Сквозь окно и дверной проем я, надежно укрытый от чужих глаз, мог наблюдать за яркой жизнью деревьев, кустов и травы снаружи. Кролики и коноплянки, убегавшие и разлетавшиеся при приближении, не слышали и не чуяли меня здесь. Я видел, как водяная ворона строит себе гнездо и взращивает птенцов в каких-то двух кубитах от моего носа. Я видел, как лис, из тех, кого называют гривастыми волками, – огромный, крупнее любой собаки, кроме самых больших, – рысцой бежит сквозь кустарник. Однажды этот лис по каким-то своим лисьим делам забрался даже в разрушенные кварталы на юге – я видел, как он возвращался оттуда в сумерках. Каракара выслеживала для меня гадюк, сокол на вершине сосны расправлял крылья, готовясь взлететь…
Не думайте, для описания всего того, за чем я наблюдал так долго, момент сейчас вполне подходящий. Для рассказа о том, что все это значило для оборванного мальчишки, ученика палачей, не хватило бы и целого десятка саросов. В те времена мною постоянно владели две мысли, почти мечты – они-то и делали все эти вещи бесконечно дорогими. Первая состояла в том, что уже в обозримом будущем само время остановится; дни, сверкающие яркими красками и столь долго тянущиеся один за другим, словно ленты из шляпы фокусника, подойдут к концу; тусклое солнце мигнет и погаснет.

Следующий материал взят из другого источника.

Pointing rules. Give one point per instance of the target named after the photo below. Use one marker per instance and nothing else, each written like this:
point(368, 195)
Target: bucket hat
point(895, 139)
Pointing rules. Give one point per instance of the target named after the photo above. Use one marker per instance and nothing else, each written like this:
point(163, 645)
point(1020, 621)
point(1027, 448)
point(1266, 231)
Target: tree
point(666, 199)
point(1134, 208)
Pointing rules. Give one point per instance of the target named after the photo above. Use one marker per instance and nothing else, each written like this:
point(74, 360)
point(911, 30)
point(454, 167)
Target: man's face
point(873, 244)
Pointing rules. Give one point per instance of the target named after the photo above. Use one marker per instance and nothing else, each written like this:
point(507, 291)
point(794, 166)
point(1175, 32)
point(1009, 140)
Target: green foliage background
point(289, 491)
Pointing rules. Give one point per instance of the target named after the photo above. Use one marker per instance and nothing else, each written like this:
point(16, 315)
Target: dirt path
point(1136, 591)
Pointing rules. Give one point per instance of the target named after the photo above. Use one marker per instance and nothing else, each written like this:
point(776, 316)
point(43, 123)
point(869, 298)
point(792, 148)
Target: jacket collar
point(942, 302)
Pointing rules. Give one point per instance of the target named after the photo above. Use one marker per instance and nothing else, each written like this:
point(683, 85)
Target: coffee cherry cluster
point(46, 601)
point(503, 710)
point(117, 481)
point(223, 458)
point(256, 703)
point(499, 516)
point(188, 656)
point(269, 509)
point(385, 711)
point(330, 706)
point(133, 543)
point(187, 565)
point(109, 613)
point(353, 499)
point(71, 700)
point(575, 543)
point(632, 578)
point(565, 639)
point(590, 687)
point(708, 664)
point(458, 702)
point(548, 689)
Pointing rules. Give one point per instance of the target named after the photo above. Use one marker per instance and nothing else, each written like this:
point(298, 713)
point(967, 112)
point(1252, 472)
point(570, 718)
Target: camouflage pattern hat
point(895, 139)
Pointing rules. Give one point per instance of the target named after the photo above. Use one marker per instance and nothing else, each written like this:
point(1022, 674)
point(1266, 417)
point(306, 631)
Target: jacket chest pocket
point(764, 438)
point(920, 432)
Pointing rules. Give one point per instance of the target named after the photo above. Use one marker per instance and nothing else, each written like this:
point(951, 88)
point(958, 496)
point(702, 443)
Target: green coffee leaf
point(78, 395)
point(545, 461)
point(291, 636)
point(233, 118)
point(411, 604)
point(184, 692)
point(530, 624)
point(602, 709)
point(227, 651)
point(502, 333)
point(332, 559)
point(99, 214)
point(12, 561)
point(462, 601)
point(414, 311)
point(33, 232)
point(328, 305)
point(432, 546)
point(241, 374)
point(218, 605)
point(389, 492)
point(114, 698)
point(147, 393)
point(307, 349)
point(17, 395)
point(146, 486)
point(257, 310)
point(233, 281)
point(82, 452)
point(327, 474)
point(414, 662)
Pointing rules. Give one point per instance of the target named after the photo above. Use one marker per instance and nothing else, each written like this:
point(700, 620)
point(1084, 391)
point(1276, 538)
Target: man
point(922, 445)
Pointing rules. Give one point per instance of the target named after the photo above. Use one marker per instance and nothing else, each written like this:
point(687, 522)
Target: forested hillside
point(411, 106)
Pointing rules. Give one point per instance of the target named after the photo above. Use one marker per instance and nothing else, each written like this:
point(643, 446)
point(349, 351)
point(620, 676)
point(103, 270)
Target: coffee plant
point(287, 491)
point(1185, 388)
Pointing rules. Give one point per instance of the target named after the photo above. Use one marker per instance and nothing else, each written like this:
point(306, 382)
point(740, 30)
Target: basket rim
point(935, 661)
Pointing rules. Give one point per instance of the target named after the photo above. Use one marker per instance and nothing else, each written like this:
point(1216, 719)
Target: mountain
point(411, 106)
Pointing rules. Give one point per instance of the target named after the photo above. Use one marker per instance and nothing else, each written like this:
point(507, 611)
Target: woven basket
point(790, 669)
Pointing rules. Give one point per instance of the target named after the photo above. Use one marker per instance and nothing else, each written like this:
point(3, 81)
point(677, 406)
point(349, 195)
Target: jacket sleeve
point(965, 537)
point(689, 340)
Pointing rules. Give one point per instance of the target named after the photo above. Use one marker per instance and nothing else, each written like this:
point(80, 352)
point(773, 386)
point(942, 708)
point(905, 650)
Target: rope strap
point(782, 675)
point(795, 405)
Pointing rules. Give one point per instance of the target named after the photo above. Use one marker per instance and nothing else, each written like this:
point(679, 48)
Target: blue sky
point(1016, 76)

Вторая предполагала, будто где-то существует источник чудесного света (иногда я представлял его себе в виде свечи, а порой – факела), дарующего жизнь всему, что попадет в его лучи: у опавшего листа отрастут тоненькие ножки и щупальца, сухая колючая ветка откроет глазки и снова вскарабкается на дерево…
Но иногда, особенно в жаркие, сонные полуденные часы, смотреть вокруг было почти не на что. Тогда я отворачивался к бронзовой табличке над дверью и гадал, какое отношение ко мне имеют корабль, фонтан и роза, или глазел на бронзовый саркофаг, мною же найденный, отчищенный до блеска и установленный в углу. Покойный лежал, вытянувшись во весь рост и сомкнув тяжелые веки. При свете, проникавшем в мавзолей сквозь оконце, я изучал лицо покойного, сравнивая его со своим, отражавшимся в полированном металле. Мой нос, прямой и острый, впалые щеки и глубоко посаженные глаза были такими же, как у него. Ужасно хотелось выяснить, был ли он, как и я, темноволос.
Зимой я навещал некрополь лишь изредка, но с приходом весны этот мавзолей и его окрестности неизменно служили мне местом для наблюдений и отдыха в тишине. Дротт, Рох и Эата тоже приходили в некрополь, но своего излюбленного убежища я не показывал им никогда, а у них, как и у меня, также имелись свои потайные убежища. Собираясь вместе, мы вообще редко лазали по склепам. Мы сражались на мечах из веток, швырялись шишками в солдат, играли в «веревочку», в «мясо» или – при помощи разноцветных камешков – в шашки, вычертив доску на холмике свежей могилы.